Abandoning the riches of Arkngthand, even temporarily, cut against my grain. I have to keep my eye on larger pictures though. Such a large band, and they are obviously planning on spending many days in the ruins; searching for the cube myself could take weeks. I do not have the time. Following through with my plans is imperative to avoid suspicion. Hiding from the Dark Brotherhood is a big enough problem; if the Cammona Tong gets an inkling that I am responsible for the massacre at the Council Club my life in Morrowind will be brief and bloody.
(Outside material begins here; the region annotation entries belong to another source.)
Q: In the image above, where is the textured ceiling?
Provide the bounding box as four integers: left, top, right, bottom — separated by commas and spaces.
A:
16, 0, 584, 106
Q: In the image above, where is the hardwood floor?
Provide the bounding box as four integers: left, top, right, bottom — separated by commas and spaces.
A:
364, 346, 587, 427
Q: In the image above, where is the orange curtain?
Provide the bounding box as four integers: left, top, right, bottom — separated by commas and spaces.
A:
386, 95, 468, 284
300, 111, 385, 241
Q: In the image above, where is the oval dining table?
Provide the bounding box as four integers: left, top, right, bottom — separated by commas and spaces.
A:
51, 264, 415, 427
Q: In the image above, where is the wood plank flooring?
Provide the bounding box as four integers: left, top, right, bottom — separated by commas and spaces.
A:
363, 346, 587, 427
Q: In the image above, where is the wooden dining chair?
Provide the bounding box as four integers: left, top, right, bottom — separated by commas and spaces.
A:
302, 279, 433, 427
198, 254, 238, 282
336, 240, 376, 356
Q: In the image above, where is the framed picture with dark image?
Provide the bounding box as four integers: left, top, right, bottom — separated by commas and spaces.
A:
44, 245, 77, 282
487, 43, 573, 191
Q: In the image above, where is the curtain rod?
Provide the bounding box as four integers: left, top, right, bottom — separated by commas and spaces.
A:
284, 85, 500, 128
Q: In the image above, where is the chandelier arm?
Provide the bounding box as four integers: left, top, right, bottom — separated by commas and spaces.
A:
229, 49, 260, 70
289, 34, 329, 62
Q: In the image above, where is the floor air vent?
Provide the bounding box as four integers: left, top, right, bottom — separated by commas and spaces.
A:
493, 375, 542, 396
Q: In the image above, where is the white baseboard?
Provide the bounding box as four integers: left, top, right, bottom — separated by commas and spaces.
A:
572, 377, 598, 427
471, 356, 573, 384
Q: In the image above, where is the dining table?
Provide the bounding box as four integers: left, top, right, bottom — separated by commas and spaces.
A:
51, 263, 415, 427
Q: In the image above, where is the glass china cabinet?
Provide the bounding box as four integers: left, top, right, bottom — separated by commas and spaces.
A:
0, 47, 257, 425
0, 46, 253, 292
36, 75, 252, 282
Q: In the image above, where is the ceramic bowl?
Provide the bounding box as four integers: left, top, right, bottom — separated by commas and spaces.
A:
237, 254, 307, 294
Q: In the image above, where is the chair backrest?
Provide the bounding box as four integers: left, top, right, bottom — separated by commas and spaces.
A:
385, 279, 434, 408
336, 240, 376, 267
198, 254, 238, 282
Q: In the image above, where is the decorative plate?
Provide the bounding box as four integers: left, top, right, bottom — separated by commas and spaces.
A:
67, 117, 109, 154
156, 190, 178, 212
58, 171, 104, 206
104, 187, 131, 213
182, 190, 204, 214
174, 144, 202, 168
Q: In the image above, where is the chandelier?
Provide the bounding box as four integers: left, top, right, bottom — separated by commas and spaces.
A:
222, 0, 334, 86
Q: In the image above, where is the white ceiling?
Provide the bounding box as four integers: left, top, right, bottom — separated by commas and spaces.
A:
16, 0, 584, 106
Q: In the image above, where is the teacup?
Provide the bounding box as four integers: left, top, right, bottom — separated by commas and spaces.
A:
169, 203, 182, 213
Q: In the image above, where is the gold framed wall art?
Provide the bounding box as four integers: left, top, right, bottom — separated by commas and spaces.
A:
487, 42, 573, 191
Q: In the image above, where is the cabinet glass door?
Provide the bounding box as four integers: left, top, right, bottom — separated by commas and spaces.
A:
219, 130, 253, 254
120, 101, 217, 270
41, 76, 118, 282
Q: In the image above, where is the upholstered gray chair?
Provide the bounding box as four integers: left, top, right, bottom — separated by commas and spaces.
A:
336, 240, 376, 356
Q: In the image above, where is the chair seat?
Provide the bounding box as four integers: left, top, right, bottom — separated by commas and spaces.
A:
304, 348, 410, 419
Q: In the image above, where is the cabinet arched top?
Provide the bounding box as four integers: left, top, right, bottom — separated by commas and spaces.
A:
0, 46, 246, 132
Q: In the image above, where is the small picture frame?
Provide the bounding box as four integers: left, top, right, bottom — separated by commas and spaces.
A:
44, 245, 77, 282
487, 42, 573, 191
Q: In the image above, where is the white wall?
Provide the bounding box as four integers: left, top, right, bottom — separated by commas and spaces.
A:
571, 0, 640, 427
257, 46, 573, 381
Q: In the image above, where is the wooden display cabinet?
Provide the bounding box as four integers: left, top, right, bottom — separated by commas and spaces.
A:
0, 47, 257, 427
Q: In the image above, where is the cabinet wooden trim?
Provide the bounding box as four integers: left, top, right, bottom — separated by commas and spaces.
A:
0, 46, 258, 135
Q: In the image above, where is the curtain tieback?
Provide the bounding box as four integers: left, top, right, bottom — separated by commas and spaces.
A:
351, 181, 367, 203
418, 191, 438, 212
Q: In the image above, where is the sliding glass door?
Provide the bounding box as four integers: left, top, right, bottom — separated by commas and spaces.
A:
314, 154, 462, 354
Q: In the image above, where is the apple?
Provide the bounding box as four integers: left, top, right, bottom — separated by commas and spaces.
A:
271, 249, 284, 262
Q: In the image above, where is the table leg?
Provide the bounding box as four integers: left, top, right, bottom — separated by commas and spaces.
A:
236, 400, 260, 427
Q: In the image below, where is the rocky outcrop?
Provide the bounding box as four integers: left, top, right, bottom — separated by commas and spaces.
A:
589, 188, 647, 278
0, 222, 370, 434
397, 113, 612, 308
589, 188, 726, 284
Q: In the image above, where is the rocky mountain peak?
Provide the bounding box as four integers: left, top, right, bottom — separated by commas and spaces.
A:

As evening set I entered the gates of Moonmoth Fort; roadweary, overburdened with hides and tradegoods from Granius' camp, and moving very slowly. I complained to the guards about the distance from Sulipund, shared a jug of sujamma, and entered the main building having firmly established my whereabouts, in their minds at least. The tales they told of the 'bloodbath at the Council Club' I met with appropriate horror and astonishment. I sold off hides and goods to the traders who frequent the fort's main room, and managed a brief encounter with Larrius Varro as he passed through. He was jovial at the turn of events in Balmora and shrugged off even a pretense at being interested in finding the killer. I compared my encounter with Snowy Granius to that other toll-taking bandit Fjol, and he openly gave me another reward. No one needs to know that the ring he gave me is worth far more than one old bandit's life. I never expected to share a bond of conspiracy with a Champion of the Imperial Legions.

I arrived at the guild hall in Balmora late, and tired. I will sleep well. Tomorrow at breakfast I will report to Ranis that her tasks are completed, and settle for good any consideration that I might have had anything to do with recent events in Balmora.